This is the museum’s first large-scale exhibition tracing historical trade links across the Pacific that connected Asia to the Americas and Europe. Featuring over 140 objects spanning the 16th to the 20th centuries, the exhibition allows visitors to discover how the movement of people, goods, and ideas through the Philippines and Mexico created a distinctive cultural and artistic heritage that was shared between seemingly distant regions. Looking at Manila as a precursor of Singapore, the exhibition also reflects on the unique qualities of the blended society and highlights the impact and importance of port cities on global affairs.

The Manila Acapulco Trade

The Manila Acapulco trade began early in the era of exploration and early globalisation through trade, bringing new contacts along with the exchange of cultures and ideas. Dennis Carr writes in the catalogue Made in the Americas (MFA, 2015) that within decades after the Spanish conquest, Mexico had become a hub of global commerce, working as a linchpin between Asia and Europe in the early 16th century. This early Asian trade greatly helped the colonial Americas to flourish, producing an extraordinary array of goods for its citizens to enjoy. It allowed the elite and merchants to surround themselves with a mix of exotic goods alongside European decorations to show their status and power’. The goods originating from Asian ports were imported in enormous quantities by Spanish and Portuguese traders. As Carr cites, ‘By 1770 some 70 percent of household inventories in Boston recorded some type of imported porcelain’.

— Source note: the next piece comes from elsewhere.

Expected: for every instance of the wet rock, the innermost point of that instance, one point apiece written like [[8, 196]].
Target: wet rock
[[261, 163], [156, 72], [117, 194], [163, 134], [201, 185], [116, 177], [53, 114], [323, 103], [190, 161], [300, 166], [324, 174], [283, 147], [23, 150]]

Spanish Ships Bound for The Philippines

In 1565, the first Spanish ships sailed from the recently founded colony of the Philippines bound for Acapulco on the Pacific coast in Mexico. More were to follow and by 1573 regular trade commenced with the two port cities, establishing the route that would be known as Galéon de Manila or Nao de China, with the ships sailing annually with the trade winds. This trade would last almost 250 years. For the Spanish, Manila provided a gateway into the regional trading networks of East and Southeast Asian, a market that was first dominated by Dutch and Portuguese traders and the by the British East India Company in the 17th century. From the port of Acapulco goods were shipped overland to Mexico City where they were traded and either consumed by the domestic market or sent onwards to the east-coast port of Veracruz, bound for Spain, or transported inland to the Spanish Viceroyalty of Peru.

Views of Manila

In the exhibition exploring the Manila Galleon trade, a 17th-century chest from the Philippines depicting a view of Manila, reflects this early trade. The travelling chest conserves one of the oldest extant view of the city, showing its walled town facing the sea and land, surrounded by water – the mouth of the Pasig River. The early city had three bastions at the major corners of the town and shows densely clustered houses and churches that had been established on the opposite banks of the river. Many stylistic details seem to link to the probability that it was by a Chinese painter, perhaps living in Manila. Figures in Ming-dynasty clothing stroll about a plaza (seen on the lower right), while some are on horseback accompanied by attendants holding parasols, and Chinese ships are depicted floating in the habour. To add to the Chinese connection, an area of thatched roof houses at the end of the waterway is labelled Parian de los Sangleyes, referring to the market quarter where the Chinese (sangleys) were forced to live.

Chinese Export Porcelains

Chinese export porcelains also had a sizeable market in Mexico. The Portuguese were the first Europeans to order specific pieces from China and most of them were decorated in a rich blue with both royal and Catholic imagery. During this same late 16th-century period, the Spanish also began to commission porcelains from China, including some destined specifically for Mexico. Their international route of trade started in Canton and continued to Manila, Acapulco, Mexico City, Vera Cruz, Cartagena, Havana, and home to Cadiz.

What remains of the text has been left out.